Macron campaign accounts cleared by French audit body
PARIS (Reuters) - French President Emmanuel Macron's 2022 election campaign finances, which came under scrutiny amid a wider controversy linked to U.S. consultancy McKinsey's ties to his government, were cleared by an audit commission, the body said on Friday.
The independent state body said it had received two tips about alleged irregularities in Macron's re-election campaign accounts which cited "irregular" assistance from unspecified consultancies, but said they appeared to be unfounded.
"As things stands, (the commission) has no evidence to call into question the content and scope of (Macron's) statement", the audit commission said, adding that Macron had denied the accusations when the body questioned him about it.
The decision provides some relief to Macron, even though it is entirely separate from an ongoing investigation carried out by financial prosecutors and focusing on whether his government has handed out contracts to consulting firms in return for the pro bono work their employees did in Macron's campaign.
Although there has so far been no evidence of law-breaking from either Macron or his government on this issue, the so-called "McKinsey affair" has been used by political opponents to portray the French leader as in cahoots with big business.

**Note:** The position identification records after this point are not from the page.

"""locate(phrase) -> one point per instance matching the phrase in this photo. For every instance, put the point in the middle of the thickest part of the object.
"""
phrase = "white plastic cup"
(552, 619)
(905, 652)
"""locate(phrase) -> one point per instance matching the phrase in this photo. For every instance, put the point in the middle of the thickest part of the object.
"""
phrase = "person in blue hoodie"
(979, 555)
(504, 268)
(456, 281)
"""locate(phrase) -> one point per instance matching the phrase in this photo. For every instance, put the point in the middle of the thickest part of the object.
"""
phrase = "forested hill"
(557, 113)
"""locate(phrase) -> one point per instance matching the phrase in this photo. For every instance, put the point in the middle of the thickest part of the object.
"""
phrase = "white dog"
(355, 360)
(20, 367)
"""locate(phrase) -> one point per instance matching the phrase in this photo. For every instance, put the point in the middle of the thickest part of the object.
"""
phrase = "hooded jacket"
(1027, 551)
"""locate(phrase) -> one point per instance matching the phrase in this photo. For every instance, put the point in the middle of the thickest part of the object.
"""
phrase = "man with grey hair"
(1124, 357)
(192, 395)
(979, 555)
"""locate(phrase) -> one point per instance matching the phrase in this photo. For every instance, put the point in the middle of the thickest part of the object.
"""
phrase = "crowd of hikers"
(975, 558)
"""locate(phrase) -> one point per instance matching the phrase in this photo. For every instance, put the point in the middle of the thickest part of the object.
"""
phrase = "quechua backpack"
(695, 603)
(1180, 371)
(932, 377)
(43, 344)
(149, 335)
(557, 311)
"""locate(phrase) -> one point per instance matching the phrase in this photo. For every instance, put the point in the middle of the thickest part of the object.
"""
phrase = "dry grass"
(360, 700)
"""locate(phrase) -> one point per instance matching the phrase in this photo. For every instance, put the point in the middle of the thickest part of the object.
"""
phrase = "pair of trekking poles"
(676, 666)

Government ministers were forced to admit they "went too far" in the government's use of consulting firms, after the huge sums paid to such firms during the COVID-19 pandemic prompted outrage and parliamentary investigations.
The judicial investigation into the use of consulting firms is the closest to have come to Macron, who swept to power promising to clean up politics in France.
Macron has said his campaign accounts had been flawless and that, as president, he does not directly deal with public tenders, adding: "The core of the investigation is not about me."
With his campaign accounts now cleared and confirmation he did not break the legal ceiling applied to presidential election spending, Macron will get back about 10.4 million euros ($11.30 million) from the state towards his campaign spending.
All the other contenders in the 2022 presidential election had their campaign accounts cleared by the state body.